どうしよう……? 俺は先輩達と違って、こいつに絶対に甘い顔はしない、と思っていたんだけど……。
だけど、可愛い。思いっきり可愛い。この大きくて潤んだ瞳に見つめられると、決意が揺らいでしまいそうだ。
鷹西はそんな思いを何とか振り払うために、夏美を睨み返す。
「わかってるなら、キャンキャン言うなよ」
「誰がキャンキャン言いました?」
「今言ってるじゃないか、おまえが」
「またおまえって言った。そんなふうに呼ばれる筋合いはありません。

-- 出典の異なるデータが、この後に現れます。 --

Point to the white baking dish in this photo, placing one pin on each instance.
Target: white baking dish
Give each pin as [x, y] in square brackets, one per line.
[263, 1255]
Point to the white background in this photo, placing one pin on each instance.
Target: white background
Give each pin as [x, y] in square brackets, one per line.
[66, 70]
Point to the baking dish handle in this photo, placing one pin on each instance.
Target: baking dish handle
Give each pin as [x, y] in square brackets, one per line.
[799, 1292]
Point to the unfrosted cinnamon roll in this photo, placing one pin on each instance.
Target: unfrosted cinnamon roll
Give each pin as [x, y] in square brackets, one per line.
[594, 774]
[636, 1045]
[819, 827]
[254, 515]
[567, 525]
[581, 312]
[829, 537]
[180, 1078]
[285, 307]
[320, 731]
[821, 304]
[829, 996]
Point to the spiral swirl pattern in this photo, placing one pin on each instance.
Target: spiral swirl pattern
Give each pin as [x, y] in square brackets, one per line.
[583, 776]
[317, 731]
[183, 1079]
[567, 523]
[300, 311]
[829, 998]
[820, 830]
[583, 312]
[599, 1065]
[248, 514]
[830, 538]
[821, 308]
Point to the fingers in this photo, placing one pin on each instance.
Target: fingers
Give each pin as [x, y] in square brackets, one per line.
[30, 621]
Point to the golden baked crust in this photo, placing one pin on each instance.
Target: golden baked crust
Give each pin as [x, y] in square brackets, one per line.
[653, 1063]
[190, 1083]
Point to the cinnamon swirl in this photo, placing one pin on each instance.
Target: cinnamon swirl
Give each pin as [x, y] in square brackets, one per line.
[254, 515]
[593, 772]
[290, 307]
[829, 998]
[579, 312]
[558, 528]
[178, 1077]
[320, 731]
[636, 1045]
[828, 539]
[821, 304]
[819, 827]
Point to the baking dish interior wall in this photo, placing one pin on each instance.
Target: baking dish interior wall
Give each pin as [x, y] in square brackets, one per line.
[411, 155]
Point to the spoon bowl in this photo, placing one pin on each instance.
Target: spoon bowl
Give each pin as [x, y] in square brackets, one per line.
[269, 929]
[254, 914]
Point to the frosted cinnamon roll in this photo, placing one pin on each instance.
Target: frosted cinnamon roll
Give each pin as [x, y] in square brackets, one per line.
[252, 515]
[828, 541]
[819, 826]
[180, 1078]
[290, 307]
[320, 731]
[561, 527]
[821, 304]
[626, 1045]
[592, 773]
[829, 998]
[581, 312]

そもそも、この状況の元凶が鷹西さんの勝手な行動じゃないですか。全然反省してませんね」
「勝手な行動なら、おまえだって同じだろう」
「また言った!」
指を鷹西の鼻先に向ける夏美。
「人を指さすなよ」と小柄な夏美をあからさまに睨み下ろす鷹西。
その時「おい」と野太い声が響いた。
敵か? まだ残っていたのか?
2人して、身構えながら振り返る。
だがそこには、犯罪グループなどよりよっぽど恐ろしい男が立っていた。
「は、班長……」
徳田だった。鬼のような形相で、2人を睨みつける。
そしてその後ろには、徳田班の刑事達がいた。にやけたり、肩をすくめたりしながら成り行きを見守っている。